The KV Cache - Cruxr.ai

Why Recompute What You Already Know?

When a transformer generates text, it works autoregressively : it produces one token at a time, feeding each new token back in to generate the next. At step $t$, the model computes attention scores over all previous tokens $1, 2, \ldots, t-1$ to decide what to attend to when predicting token $t$. But here's the problem: the keys and values for tokens $1$ through $t-1$ were already computed in previous steps, and they haven't changed. The attention mechanism projects each token's embedding through learned weight matrices $W_K$ and $W_V$ to produce key and value vectors. Those projections depend only on the token's position and the fixed model weights — not on what comes after. So every time we recompute them, we're doing pure redundant work.

How much waste are we talking about?
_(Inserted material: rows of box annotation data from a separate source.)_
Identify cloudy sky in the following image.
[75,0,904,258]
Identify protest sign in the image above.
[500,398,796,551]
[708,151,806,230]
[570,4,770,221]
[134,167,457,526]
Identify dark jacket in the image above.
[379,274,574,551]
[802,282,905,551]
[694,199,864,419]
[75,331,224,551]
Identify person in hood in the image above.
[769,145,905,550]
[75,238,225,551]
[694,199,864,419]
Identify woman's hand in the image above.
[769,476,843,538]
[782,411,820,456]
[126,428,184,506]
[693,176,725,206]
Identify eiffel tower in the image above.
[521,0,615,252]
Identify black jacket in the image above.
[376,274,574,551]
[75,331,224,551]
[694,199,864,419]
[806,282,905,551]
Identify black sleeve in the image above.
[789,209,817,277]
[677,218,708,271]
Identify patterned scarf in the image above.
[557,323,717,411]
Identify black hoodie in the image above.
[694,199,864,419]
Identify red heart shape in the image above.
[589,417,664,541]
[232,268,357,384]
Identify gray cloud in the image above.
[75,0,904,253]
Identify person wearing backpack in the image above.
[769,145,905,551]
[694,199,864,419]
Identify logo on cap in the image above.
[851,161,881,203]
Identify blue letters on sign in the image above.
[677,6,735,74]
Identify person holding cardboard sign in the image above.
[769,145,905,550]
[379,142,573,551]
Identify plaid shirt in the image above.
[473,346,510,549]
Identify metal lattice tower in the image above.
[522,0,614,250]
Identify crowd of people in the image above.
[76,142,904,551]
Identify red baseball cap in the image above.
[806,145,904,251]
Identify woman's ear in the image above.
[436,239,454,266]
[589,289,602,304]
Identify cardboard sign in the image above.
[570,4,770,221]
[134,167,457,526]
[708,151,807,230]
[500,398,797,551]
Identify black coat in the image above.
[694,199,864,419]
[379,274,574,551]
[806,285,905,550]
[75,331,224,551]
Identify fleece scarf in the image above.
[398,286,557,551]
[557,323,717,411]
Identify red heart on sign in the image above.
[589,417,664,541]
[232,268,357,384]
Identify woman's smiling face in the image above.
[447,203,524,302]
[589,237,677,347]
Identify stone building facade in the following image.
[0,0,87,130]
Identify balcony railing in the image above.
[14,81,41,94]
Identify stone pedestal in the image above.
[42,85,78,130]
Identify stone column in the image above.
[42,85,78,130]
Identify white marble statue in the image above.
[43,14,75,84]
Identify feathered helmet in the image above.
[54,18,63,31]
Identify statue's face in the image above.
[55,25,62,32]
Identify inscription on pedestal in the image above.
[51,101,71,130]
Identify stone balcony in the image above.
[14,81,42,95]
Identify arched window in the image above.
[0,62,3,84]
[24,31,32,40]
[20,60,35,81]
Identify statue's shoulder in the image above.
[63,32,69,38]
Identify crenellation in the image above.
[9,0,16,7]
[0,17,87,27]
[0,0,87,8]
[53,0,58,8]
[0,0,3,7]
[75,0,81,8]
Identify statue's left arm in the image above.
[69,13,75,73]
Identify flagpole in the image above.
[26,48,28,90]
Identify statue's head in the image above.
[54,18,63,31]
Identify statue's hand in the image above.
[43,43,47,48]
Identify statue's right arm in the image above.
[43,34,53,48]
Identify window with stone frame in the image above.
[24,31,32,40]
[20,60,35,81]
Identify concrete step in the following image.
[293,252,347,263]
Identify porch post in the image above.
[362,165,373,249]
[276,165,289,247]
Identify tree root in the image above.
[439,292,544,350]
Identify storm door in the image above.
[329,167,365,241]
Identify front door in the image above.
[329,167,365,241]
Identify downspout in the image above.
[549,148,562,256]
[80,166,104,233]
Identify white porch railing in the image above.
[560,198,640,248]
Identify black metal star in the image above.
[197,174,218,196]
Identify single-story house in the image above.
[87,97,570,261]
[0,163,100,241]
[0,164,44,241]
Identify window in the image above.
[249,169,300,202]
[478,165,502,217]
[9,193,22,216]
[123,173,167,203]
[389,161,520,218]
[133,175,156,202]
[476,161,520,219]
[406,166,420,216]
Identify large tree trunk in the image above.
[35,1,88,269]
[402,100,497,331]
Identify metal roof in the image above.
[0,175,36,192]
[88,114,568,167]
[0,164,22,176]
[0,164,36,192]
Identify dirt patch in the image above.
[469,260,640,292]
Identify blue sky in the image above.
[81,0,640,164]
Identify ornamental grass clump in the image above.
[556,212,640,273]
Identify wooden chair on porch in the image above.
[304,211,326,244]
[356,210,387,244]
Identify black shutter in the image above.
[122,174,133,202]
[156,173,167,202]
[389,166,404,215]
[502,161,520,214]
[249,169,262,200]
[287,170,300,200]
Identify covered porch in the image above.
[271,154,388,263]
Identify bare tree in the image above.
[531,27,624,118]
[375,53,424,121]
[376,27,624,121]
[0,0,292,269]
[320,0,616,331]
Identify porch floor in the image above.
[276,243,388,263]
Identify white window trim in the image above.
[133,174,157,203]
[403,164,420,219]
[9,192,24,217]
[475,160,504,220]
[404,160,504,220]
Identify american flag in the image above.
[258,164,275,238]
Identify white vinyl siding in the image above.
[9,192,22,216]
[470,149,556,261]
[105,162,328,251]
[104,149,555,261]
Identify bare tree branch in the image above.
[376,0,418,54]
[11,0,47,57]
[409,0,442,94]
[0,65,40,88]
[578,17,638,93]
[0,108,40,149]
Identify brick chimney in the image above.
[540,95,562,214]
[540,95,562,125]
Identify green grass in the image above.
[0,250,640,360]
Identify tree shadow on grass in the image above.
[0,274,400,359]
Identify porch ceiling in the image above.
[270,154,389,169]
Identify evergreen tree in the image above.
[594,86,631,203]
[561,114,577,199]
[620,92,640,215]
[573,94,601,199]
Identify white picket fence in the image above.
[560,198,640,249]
At generation step $t$, recomputing all $t$ key-value pairs costs $O(t \cdot d)$ operations (where $d$ is the model dimension), but only the new token's pair is actually new information. Over a full sequence of length $s$, the total redundant computation is $O(1 + 2 + \ldots + s) = O(s^2)$, a quadratic cost that grows painfully as sequences get longer. For a 4,096-token generation, that's roughly 8 million unnecessary re-projections across all steps.

The KV cache eliminates this waste entirely. Instead of recomputing keys and values for every previous token at every step, we store them the first time they're computed and reuse them. At step $t$, we only compute the new token's query, key, and value vectors ($q_t$, $k_t$, $v_t$), append $k_t$ and $v_t$ to the cache, and then compute attention between $q_t$ and all cached keys $[k_1, \ldots, k_t]$. The generation cost per step drops from $O(t \cdot d)$ for projections to $O(d)$ — we still pay $O(t \cdot d)$ for the attention dot products themselves (the new query must attend to all cached keys), but we've eliminated the entire redundant projection cost.

💡 The KV cache trades compute for memory. We save $O(s^2)$ redundant FLOPs across a full generation, but now we need GPU memory to store all those cached key and value tensors. As we'll see, this memory cost becomes the dominant bottleneck for long-context inference.

How the KV Cache Works

Let's walk through the mechanics step by step. In standard multi-head attention , each layer projects the input through three weight matrices to produce queries ($Q$), keys ($K$), and values ($V$). Without a KV cache, at generation step $t$ the model must compute $Q$, $K$, and $V$ for all $t$ tokens in the sequence and then run the full attention computation. The projection cost alone is $O(t \cdot d)$ per matrix, and the attention dot product costs another $O(t^2 \cdot d_{\text{head}})$ across all heads.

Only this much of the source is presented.